The question is: What are the tradeoffs between requesting 1 body per request to a peer vs requesting multiple bodies per request to a peer?
Currently:
- The body downloader requests 1 body per call to the P2P layer, but does multiple calls at the same time
- This is done because the downloader returns bodies in order of block number, not the order in which requests are fulfilled
- This means that the downloader assumes that the body returned is valid (but as soon as it is handed over to the stage, it is validated)
Alternatively:
- We request multiple bodies per call to the P2P layer
- There is no order guarantee on the bodies returned by the P2P layer, so we have to match ourselves
- A way to match is to calculate the transactions root of the body, however, in order to match this root with a header, we need to store a mapping of
TxRoot => HeaderHash, and the downloader would need a RO transaction to the database (which is not the case currently)
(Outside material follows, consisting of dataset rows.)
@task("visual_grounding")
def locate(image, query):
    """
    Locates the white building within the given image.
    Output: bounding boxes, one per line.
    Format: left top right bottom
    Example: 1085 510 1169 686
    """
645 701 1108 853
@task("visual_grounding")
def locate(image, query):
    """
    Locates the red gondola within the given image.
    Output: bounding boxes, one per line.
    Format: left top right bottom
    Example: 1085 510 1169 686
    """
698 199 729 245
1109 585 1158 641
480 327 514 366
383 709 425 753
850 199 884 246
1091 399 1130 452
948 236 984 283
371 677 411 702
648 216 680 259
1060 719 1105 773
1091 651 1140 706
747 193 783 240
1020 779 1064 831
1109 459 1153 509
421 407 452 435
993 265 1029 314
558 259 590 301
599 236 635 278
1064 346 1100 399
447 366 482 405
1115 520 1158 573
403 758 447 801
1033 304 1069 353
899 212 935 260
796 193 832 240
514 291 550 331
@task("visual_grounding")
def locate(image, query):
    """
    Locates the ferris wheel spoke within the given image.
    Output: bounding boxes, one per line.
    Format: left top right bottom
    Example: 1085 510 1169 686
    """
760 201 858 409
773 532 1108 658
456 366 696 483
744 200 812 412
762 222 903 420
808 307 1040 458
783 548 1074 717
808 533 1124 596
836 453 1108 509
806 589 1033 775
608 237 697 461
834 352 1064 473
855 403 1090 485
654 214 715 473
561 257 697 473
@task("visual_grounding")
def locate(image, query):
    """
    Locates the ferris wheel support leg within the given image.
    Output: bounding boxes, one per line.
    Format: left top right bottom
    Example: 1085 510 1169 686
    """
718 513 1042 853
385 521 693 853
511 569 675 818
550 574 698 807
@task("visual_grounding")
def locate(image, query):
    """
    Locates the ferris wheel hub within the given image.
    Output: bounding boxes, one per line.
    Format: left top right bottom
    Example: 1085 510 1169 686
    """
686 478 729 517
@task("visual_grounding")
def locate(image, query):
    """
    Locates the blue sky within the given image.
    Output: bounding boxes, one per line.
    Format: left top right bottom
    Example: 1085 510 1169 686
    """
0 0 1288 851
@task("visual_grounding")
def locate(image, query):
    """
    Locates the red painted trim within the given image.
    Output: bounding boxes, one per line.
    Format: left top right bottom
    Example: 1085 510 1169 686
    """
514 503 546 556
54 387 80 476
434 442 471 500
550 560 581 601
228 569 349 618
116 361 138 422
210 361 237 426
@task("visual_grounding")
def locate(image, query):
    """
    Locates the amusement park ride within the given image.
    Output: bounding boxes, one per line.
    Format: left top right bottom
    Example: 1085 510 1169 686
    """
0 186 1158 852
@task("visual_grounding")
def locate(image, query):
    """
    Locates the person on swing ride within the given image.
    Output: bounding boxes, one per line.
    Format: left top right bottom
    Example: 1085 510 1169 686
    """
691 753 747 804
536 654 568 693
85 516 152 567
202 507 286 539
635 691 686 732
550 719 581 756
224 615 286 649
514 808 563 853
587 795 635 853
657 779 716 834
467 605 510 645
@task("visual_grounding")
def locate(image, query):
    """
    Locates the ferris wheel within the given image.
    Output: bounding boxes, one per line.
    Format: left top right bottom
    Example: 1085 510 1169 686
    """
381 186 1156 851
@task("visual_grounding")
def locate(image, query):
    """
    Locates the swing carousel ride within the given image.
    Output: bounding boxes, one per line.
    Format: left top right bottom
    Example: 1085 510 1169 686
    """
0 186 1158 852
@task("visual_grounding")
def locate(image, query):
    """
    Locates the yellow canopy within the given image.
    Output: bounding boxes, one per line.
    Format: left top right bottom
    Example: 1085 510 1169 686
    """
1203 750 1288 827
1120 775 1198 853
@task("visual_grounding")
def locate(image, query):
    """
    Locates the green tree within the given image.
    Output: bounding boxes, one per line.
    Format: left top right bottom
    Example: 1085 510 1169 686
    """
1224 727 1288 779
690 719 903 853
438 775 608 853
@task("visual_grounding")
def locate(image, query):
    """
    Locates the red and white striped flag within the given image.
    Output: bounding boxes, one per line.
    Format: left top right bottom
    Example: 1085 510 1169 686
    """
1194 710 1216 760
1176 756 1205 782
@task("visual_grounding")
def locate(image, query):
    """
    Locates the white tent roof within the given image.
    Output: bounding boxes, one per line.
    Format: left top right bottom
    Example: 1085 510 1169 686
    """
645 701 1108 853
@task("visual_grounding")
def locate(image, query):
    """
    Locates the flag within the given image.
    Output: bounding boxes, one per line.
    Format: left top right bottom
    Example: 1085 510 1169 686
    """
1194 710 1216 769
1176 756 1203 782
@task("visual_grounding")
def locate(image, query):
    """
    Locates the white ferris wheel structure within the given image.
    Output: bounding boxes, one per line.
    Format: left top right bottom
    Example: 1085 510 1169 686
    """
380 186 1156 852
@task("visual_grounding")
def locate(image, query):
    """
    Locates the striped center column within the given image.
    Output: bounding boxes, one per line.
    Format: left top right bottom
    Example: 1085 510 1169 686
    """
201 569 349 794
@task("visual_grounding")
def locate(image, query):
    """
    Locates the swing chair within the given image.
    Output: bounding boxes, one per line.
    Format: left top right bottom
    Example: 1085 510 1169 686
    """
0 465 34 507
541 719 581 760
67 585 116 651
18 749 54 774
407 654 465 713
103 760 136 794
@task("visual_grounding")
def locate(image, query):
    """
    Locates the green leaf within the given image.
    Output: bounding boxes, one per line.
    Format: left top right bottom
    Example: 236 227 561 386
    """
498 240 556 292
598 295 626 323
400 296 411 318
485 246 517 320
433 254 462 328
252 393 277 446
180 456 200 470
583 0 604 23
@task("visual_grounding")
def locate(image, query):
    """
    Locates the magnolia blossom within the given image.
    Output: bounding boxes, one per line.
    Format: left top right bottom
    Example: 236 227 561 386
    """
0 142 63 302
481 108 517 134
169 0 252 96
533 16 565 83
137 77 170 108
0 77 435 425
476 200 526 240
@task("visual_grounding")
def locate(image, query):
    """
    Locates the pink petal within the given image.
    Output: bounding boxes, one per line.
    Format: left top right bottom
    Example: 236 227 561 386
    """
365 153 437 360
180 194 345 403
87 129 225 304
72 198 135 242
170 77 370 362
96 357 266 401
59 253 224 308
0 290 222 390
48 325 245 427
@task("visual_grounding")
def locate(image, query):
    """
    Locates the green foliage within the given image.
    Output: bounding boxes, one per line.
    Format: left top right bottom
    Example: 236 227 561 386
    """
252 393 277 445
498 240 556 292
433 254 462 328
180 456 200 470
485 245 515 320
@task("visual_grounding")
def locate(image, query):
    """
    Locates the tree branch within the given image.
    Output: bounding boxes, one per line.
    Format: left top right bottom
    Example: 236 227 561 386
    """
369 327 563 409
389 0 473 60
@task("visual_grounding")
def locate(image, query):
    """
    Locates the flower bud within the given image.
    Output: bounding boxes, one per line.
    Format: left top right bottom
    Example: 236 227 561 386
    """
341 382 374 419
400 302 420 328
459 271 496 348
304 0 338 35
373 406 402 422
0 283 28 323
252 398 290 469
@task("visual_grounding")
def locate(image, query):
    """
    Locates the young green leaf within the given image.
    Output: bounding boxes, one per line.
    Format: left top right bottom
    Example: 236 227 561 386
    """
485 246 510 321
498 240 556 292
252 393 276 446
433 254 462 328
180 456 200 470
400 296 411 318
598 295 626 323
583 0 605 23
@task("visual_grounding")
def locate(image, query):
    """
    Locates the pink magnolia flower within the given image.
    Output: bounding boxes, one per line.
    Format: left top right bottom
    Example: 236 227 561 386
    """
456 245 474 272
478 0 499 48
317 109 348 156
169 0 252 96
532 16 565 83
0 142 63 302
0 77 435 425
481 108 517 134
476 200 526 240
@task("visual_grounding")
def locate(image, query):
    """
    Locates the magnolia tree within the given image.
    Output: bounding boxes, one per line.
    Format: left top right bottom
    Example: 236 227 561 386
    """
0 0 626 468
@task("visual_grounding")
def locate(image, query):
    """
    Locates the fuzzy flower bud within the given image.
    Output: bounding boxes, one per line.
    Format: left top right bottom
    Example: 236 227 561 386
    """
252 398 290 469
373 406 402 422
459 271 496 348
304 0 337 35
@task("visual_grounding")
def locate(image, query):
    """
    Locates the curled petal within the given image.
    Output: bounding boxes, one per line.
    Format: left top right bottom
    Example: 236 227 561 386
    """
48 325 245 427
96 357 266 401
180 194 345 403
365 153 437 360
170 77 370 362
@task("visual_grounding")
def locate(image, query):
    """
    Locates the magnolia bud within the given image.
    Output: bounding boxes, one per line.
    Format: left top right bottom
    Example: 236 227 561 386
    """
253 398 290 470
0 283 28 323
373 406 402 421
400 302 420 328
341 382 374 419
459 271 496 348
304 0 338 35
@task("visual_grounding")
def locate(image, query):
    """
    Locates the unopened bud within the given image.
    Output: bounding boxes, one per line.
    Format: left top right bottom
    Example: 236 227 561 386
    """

In other words: Is the added complexity (extra database calls, more computation) worth the upside? What is the upside?
Worth noting:
- If we compute the transaction root as soon as the request is fulfilled, we might compute the transaction root for a large number of bodies we later discard, if they are after an invalid body. This is not currently the case, since the transaction root is calculated in the order the blocks are handed over to the stage
- The alternative requires a new table for only that part of sync (it is not used by e.g. RPC)
I am mainly worried about potential DoS vectors - a malicious node could send us a list of transactions that are not associated with any known header, we should not do anything with the bodies until we map it to a header. Overall though I think requesting multiple bodies per p2p message is alright.
The bodies stage already fetches headers for each body we request, so we can use the txroots from each header to create an in-memory map TxRoot => Header (or TxRoot||OmmersRoot => Header), instead of creating a new db table?
There are a few advantages to computing roots:
- we can immediately validate peer responses
- definition of the validity of a
BlockBodiesmessage: all transactions and ommers returned match a header whose hash is in our request - having headers beforehand makes this process very easy and mainly cpu-bound (just calculating transaction and ommers root)
- we can kick malicious/faulty peers as soon as we know a response is invalid
- definition of the validity of a
- we may not need to worry about ordering, since we can use the above map to determine if a body corresponds to a hash from our request
Does this make sense? cc @mattsse @rakita @rkrasiuk
As @Rjected suggested in Discord:
- Let's assume NOTHING about what peers respond to us with.
- Let's define the validity rules.
- Let's add tests for literally any kind of raw data being fed back to us.
I want to move the discussion, from single or multi bodies request (as it does not matter a lot) to where to check transaction roots is it in the body stage or later?
multi bodies request is probably more optimal on network bandwidth as fewer requests are sent/received but it does not matter and can be switched later if we find it is a big trouble.
In both cases, we "trust" the peer f that they are delivering the requested body. @onbjerg how does the unwind happen body stage downloads all bodies, sender recovery recovers all signature, but this is checked in execution and f it fails you would unwind all recovered transaction until that block, even good ones?
and it is more safer to ask block body by its hash,
Other than that complexity, you will not have information about peer that was malicious/faulty to disconnect him.